How the SMC envisions the Streamlining Annual Reporting project’s outcomes will be used

Data collection and reporting requirements for stormwater discharge permits have evolved over time to be increasingly voluminous and encompassing.

Since the first, modern-day stormwater discharge permits were issued in the 1990s under the federal National Pollution Discharge Elimination System (NPDES), the scope and scale of stormwater permitting programs have dramatically increased.

Today, dischargers are required to report on many disparate aspects of their core operations, from their monitoring programs to effluent limitations to TMDLs (total maximum daily loads). While each SMC regulated agency spends many hundreds of hours compiling these data sets, the data sets are not typically presented in interactive, readily accessible formats.

Consequently, the visibility and utility of these data analyses are limited – both for upper-level management and regulatory agency staff who receive these reports, as well as the public. 

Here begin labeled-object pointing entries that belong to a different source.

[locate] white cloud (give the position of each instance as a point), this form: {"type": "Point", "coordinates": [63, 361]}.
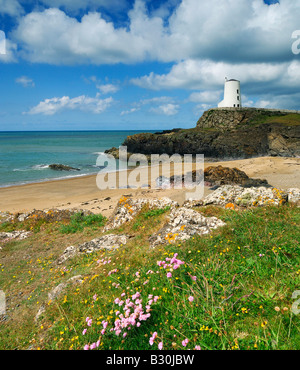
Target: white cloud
{"type": "Point", "coordinates": [76, 5]}
{"type": "Point", "coordinates": [11, 7]}
{"type": "Point", "coordinates": [25, 81]}
{"type": "Point", "coordinates": [84, 103]}
{"type": "Point", "coordinates": [207, 74]}
{"type": "Point", "coordinates": [243, 31]}
{"type": "Point", "coordinates": [129, 111]}
{"type": "Point", "coordinates": [107, 88]}
{"type": "Point", "coordinates": [166, 109]}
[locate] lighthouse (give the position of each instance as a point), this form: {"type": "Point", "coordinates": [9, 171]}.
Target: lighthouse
{"type": "Point", "coordinates": [232, 94]}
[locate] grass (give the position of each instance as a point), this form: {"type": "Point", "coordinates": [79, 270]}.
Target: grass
{"type": "Point", "coordinates": [291, 119]}
{"type": "Point", "coordinates": [79, 221]}
{"type": "Point", "coordinates": [241, 278]}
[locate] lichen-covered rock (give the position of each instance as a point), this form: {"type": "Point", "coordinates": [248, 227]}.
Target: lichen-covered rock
{"type": "Point", "coordinates": [182, 224]}
{"type": "Point", "coordinates": [127, 208]}
{"type": "Point", "coordinates": [293, 195]}
{"type": "Point", "coordinates": [244, 197]}
{"type": "Point", "coordinates": [110, 241]}
{"type": "Point", "coordinates": [16, 235]}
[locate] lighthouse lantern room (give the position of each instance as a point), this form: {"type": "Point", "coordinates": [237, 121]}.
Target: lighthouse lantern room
{"type": "Point", "coordinates": [232, 94]}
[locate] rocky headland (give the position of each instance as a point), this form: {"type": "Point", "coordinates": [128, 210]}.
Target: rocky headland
{"type": "Point", "coordinates": [226, 133]}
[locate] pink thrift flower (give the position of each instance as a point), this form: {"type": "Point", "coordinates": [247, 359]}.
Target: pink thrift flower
{"type": "Point", "coordinates": [185, 342]}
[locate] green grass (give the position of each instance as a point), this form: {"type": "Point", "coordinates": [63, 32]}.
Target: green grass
{"type": "Point", "coordinates": [79, 221]}
{"type": "Point", "coordinates": [291, 119]}
{"type": "Point", "coordinates": [245, 273]}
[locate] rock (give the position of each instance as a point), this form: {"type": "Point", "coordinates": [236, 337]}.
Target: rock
{"type": "Point", "coordinates": [294, 195]}
{"type": "Point", "coordinates": [226, 133]}
{"type": "Point", "coordinates": [127, 208]}
{"type": "Point", "coordinates": [14, 235]}
{"type": "Point", "coordinates": [219, 175]}
{"type": "Point", "coordinates": [62, 167]}
{"type": "Point", "coordinates": [110, 242]}
{"type": "Point", "coordinates": [182, 224]}
{"type": "Point", "coordinates": [245, 197]}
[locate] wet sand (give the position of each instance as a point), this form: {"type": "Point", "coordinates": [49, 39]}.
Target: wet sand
{"type": "Point", "coordinates": [83, 192]}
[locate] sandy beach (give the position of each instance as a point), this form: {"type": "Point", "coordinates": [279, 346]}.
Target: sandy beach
{"type": "Point", "coordinates": [83, 193]}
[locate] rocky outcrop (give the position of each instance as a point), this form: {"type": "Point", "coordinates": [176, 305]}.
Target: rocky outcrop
{"type": "Point", "coordinates": [127, 208]}
{"type": "Point", "coordinates": [109, 242]}
{"type": "Point", "coordinates": [226, 133]}
{"type": "Point", "coordinates": [244, 197]}
{"type": "Point", "coordinates": [183, 223]}
{"type": "Point", "coordinates": [14, 235]}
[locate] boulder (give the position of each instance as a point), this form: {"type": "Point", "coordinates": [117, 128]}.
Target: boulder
{"type": "Point", "coordinates": [109, 242]}
{"type": "Point", "coordinates": [182, 224]}
{"type": "Point", "coordinates": [127, 208]}
{"type": "Point", "coordinates": [245, 197]}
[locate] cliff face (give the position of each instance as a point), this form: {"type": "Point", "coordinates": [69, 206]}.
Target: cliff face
{"type": "Point", "coordinates": [228, 133]}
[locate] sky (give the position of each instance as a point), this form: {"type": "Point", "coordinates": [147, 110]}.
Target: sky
{"type": "Point", "coordinates": [142, 64]}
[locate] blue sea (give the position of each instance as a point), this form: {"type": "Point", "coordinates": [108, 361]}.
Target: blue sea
{"type": "Point", "coordinates": [25, 156]}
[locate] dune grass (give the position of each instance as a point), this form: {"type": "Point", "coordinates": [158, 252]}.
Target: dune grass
{"type": "Point", "coordinates": [229, 290]}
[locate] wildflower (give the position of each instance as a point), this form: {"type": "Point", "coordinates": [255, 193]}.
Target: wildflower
{"type": "Point", "coordinates": [185, 342]}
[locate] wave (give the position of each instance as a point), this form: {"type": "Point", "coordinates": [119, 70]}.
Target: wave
{"type": "Point", "coordinates": [37, 167]}
{"type": "Point", "coordinates": [40, 167]}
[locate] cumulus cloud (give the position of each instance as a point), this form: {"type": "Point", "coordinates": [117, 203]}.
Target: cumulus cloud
{"type": "Point", "coordinates": [76, 5]}
{"type": "Point", "coordinates": [83, 103]}
{"type": "Point", "coordinates": [25, 81]}
{"type": "Point", "coordinates": [243, 31]}
{"type": "Point", "coordinates": [11, 7]}
{"type": "Point", "coordinates": [208, 74]}
{"type": "Point", "coordinates": [166, 109]}
{"type": "Point", "coordinates": [107, 88]}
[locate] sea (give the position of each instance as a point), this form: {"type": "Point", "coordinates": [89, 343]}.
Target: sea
{"type": "Point", "coordinates": [25, 156]}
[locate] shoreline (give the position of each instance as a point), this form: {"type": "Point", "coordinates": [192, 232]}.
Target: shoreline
{"type": "Point", "coordinates": [81, 192]}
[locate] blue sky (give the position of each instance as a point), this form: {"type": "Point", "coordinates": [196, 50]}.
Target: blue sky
{"type": "Point", "coordinates": [141, 64]}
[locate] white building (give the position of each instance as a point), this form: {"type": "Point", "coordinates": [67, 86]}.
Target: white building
{"type": "Point", "coordinates": [232, 94]}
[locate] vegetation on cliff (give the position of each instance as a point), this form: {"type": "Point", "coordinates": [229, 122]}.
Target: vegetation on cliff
{"type": "Point", "coordinates": [227, 133]}
{"type": "Point", "coordinates": [231, 289]}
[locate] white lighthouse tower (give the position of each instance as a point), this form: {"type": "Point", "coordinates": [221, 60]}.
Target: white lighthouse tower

The SMC recognizes that while all of these diverse, wide-ranging data sets can shed light on the progress being made by Southern California’s stormwater dischargers – as well as the challenges they face – not all of these data analyses have equal value for telling the stories that stormwater managers most want to tell.

The SMC’s Streamlining Annual Reporting project is revisiting and critically reexamining the scope of dischargers’ reporting requirements, with a goal to prioritize which types of data analyses are the most valuable and insightful for communicating the status of stormwater management activities in Southern California.

Upon these shared priorities, the SMC will build frameworks and blueprints for how Southern California can fundamentally reimagine how dischargers approach reporting data each year.

At the same time, the project will not explicitly answer the question of whether existing permit reporting requirements can be modified. This decision ultimately would rest with the regulatory agencies responsible for writing and issuing discharge permits. Rather, the project is working toward creating a tangible vision for how dischargers can use high-priority data sets to tell more impactful, relevant stories about how runoff is managed across Southern California, and about the health of the region’s aquatic ecosystems across time and space.